Scoring goals is hard to do.
Just ask the Columbus Blue Jackets, who have scored the third-fewest goals per game in the NHL this season (2.55), only ahead of the Chicago Blackhawks and Anaheim Ducks.
If those three teams sound familiar at this point, they should; they are the three teams most likely to finish bottom-three in the league standings this season.
Yes, it's a goal-scorers league these days (especially in the regular season), which is why it's problematic that the Blue Jackets are one of just three teams that lacks even one 20-goal scorer so far this season.
Boone Jenner leads the club in scoring, having tallied 18 goals in 49 games. Patrik Laine (17 in 45), Kirill Marchenko (16 in 37), and Johnny Gaudreau (15 in 58) are within striking distance of the marker, as well. Or, put another way, Jenner, Laine, and Marchenko have a combined 51 goals, aka three more than Connor McDavid's 48 tallies.

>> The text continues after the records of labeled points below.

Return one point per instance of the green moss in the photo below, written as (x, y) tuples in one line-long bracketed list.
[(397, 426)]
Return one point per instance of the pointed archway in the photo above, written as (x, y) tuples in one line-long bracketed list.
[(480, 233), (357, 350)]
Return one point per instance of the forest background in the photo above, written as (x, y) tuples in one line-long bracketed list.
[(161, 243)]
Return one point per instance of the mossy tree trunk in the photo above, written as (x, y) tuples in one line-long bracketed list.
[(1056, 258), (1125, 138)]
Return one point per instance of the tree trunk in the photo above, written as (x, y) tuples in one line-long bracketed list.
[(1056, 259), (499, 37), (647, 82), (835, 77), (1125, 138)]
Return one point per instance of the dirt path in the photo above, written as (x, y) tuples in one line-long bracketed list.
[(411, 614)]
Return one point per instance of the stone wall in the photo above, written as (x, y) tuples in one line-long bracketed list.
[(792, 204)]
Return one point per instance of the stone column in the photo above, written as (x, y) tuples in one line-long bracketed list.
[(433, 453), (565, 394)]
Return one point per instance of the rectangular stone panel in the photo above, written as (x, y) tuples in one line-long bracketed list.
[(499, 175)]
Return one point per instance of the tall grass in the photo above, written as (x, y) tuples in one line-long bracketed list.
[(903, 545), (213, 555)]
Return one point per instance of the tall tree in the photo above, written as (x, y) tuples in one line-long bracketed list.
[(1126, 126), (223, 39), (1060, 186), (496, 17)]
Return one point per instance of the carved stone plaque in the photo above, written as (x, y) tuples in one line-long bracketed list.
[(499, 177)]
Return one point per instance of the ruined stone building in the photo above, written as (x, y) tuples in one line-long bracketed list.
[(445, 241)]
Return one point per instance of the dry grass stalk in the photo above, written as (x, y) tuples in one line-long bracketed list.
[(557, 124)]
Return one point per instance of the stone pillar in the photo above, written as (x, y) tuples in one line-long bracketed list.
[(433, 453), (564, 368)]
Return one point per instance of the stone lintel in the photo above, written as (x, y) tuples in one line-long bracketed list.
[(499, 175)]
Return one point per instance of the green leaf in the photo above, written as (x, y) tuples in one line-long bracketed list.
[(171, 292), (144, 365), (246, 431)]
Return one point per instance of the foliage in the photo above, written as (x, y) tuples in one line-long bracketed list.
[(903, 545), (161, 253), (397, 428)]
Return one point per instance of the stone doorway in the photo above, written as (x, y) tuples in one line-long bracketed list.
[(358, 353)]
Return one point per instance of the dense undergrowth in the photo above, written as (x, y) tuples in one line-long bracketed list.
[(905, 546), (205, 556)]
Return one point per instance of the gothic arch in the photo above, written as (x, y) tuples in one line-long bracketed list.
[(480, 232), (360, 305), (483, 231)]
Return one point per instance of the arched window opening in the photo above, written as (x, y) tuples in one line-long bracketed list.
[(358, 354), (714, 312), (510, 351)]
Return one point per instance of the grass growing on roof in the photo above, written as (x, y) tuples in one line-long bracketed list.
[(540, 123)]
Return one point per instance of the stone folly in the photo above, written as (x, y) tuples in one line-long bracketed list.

The Blue Jackets are joined by the Chicago Blackhawks (Max Domi - 18) and Nashville Predators (Filip Forsberg - 19) as the only three clubs with the dubious distinction. Unsurprisingly, none are in the playoff hunt.
Laine is on a 31-goal pace over 82 games, and Marchenko is a pleasant surprise in an otherwise disappointing season. Gaudreau was unlikely to follow up his 40-goal campaign season from a year ago with his current linemates, and even so, it's hard to be upset about his overall production, as he's somehow managed to tally nearly a point per game (54 points in 58 games) with a rotating cast of lesser-quality linemates than he played with in Calgary. Jenner, who is steady as she goes, really shouldn't be an NHL team's top goal scorer at any point in the season, much less in late February.
Sunday's loss to the Minnesota Wild crystalized this lack of scoring punch. The club's two goals came from bottom-six wingers Mathieu Olivier and Liam Foudy. In combination, the two forwards have scored seven goals in 95 games this season.
Of course, none of this is terribly surprising. Bad team's are bad for reasons that we can easily discern. Injuries aside, the reality is that opposing defenses don't really have to worry too much about any one singular player popping off for an easy goal. The hope is that Marchenko can follow up this season with a 30-40-goal campaign next season, and that young players like Kent Johnson, Cole Sillinger, and Yegor Chinakhov can develop into more of a scoring threat. Then there's the elephant in the room, which is that the Blue Jackets are inching closer to having a chance of drafting a generational player that will likely lead the team in goal-scoring as early as next season.
Scoring goals is hard to do. If the Blue Jackets are to take a step in the coming years, they'll need to find additional firepower, and in a big way.